2. People expect a conversation.
Searches performed using voice devices are more conversational than search. When you search for the weather on your browser, for example, you might type in ‘weather Boston.’ But when you ask Amazon Alexa about the weather, you’ll probably ask a conversational-based question:
“Alexa, what is the weather going to be like today and do I need an umbrella?”
In healthcare, this means thinking about the questions that patients are asking about their healthcare. They are no longer asking about ‘doctor near me.’ Instead, they’re asking more complex, conversational questions:
“Hey Google, find me a dental implants dentist within five miles of where I live who is rated five stars.”
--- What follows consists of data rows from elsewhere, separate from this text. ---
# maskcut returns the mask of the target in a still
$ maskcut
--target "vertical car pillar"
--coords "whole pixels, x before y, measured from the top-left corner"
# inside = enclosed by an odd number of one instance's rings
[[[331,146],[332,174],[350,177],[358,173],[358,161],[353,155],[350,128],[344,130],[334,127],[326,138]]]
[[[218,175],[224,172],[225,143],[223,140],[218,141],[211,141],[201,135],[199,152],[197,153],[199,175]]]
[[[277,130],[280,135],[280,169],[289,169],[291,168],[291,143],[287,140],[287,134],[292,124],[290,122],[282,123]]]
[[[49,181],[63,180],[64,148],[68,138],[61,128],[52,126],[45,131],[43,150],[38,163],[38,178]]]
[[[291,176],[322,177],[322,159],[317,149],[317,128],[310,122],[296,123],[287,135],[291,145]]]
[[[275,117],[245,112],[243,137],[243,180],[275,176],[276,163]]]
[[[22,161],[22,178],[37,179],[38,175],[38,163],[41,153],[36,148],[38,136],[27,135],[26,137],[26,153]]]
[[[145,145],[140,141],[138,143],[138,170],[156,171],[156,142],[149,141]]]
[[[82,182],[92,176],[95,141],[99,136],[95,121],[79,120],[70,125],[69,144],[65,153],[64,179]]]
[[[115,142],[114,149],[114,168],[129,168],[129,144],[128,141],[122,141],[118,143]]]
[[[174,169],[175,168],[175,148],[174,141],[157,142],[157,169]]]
Can you answer this question today if someone asked Google Home or Amazon Alexa?
3. Screens change everything.
Voice devices are not going to become the only way patients find information, so don’t put all of your eggs in the voice basket. However, Google is seeing that nearly half of their users are using voice and touchscreens (mobile devices) to perform a search. In healthcare, this means that constructing your digital strategy to impact patient acquisition needs to focus on answering questions via a voice device, but sending the action or data point to a mobile device.
What are ways you can immediately prepare for the new world order? The first step is making sure your website is voice-ready. A majority of health systems that I met with have embarked on a website redesign strategy over the last year. If you are part of this category, have you asked your design partner about ensuring your website is voice ready? The best way to ensure your website (whether it is old or new) is voice-ready is to ensure your data is Schema tagged.
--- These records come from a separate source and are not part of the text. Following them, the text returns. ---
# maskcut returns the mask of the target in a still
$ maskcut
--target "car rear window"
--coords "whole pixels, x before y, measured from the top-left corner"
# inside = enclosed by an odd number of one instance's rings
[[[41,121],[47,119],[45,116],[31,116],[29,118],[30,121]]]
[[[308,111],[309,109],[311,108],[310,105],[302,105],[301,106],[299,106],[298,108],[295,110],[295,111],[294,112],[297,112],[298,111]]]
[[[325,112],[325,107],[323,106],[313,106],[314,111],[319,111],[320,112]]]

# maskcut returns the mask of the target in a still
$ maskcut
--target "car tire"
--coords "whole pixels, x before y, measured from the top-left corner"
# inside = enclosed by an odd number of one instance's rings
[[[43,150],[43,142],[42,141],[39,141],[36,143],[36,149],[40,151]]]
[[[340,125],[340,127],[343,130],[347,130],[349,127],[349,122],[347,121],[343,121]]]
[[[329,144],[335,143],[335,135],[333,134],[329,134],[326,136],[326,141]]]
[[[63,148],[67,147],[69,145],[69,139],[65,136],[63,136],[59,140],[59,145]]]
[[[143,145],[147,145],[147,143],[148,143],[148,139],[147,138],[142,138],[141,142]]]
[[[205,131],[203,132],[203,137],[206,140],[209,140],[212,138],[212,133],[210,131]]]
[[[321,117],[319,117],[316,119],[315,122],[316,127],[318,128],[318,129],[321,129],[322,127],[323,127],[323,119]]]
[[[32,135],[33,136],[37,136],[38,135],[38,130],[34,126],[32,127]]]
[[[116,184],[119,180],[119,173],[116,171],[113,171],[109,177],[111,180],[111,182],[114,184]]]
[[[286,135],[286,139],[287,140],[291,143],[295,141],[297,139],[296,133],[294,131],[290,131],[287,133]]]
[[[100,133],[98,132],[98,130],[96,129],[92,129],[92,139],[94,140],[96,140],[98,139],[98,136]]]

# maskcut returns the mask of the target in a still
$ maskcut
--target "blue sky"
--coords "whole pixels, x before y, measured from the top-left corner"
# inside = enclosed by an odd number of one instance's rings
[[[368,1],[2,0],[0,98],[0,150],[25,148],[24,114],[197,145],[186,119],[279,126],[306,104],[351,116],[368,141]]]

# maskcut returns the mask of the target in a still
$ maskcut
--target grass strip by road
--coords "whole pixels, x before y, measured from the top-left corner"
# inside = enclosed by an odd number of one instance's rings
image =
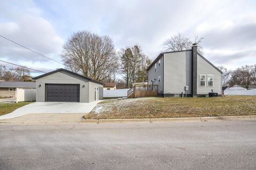
[[[255,96],[150,97],[106,100],[84,117],[99,120],[255,115]]]
[[[27,105],[33,102],[20,102],[0,103],[0,116],[13,112],[19,107]]]

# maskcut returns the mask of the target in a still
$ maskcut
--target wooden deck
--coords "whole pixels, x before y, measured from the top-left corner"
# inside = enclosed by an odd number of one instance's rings
[[[128,98],[157,97],[157,85],[135,85],[127,91]]]

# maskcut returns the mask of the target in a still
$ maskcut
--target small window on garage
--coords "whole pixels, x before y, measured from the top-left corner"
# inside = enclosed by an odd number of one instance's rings
[[[199,86],[205,86],[205,75],[200,75]]]
[[[207,75],[207,86],[213,86],[213,75]]]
Identify the top questions people are asking about your health system and determine whether you can answer them today (you can find these questions in Google Analytics program and AdWords).
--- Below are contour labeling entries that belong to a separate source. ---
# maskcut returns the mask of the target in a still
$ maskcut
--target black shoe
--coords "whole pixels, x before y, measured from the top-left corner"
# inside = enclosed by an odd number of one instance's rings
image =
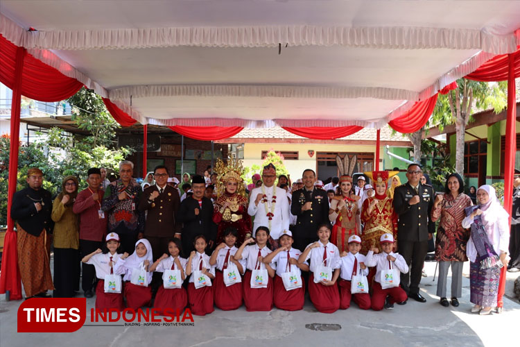
[[[422,297],[421,294],[419,293],[410,293],[408,294],[408,298],[412,298],[415,300],[415,301],[419,301],[419,303],[426,303],[426,299]]]
[[[388,300],[388,298],[386,298],[385,299],[385,308],[386,310],[393,310],[394,308],[394,304],[390,303],[390,300]]]
[[[458,307],[458,300],[457,298],[451,298],[451,306]]]
[[[453,303],[453,301],[452,299],[451,300],[451,303]],[[440,304],[442,306],[444,306],[444,307],[447,307],[448,306],[449,306],[449,303],[448,302],[448,299],[447,299],[446,298],[440,298]],[[458,305],[458,304],[457,304],[457,305]]]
Google Analytics: Acquisition → All Traffic → Source/Medium → click on Keywords
Once you find this report, sort by users so that you can see your long-tail keywords.
AdWords: Reports → Predefined (Dimensions) → Basic → Search Terms
It’s easiest to export this report and then sort your search terms so that you can find the longest keywords (‘online appointment near me cardiologist’) or via Google Assistant-matched queries to ads (‘Hey Google’, ‘Ok Google’ and ‘Okay Google’).
If you determined that you cannot answer these questions, it’s time to consider structuring your data so that you can. Structuring your data means using an intelligent database (such as Yext Brain) to manage your information — so that you can connect a specific provider to the location where they work, and to a set of reviews about them, and to the insurance they accept.
The world — and Google — is moving to a place where structured data is king. Voice devices rely on structured data to provide an accurate answer. As we learned about voice search, one of the biggest imperatives for the future is to ensure you are able to capitalize on voice as the next frontier of technology. The only way to do this is to structure your data.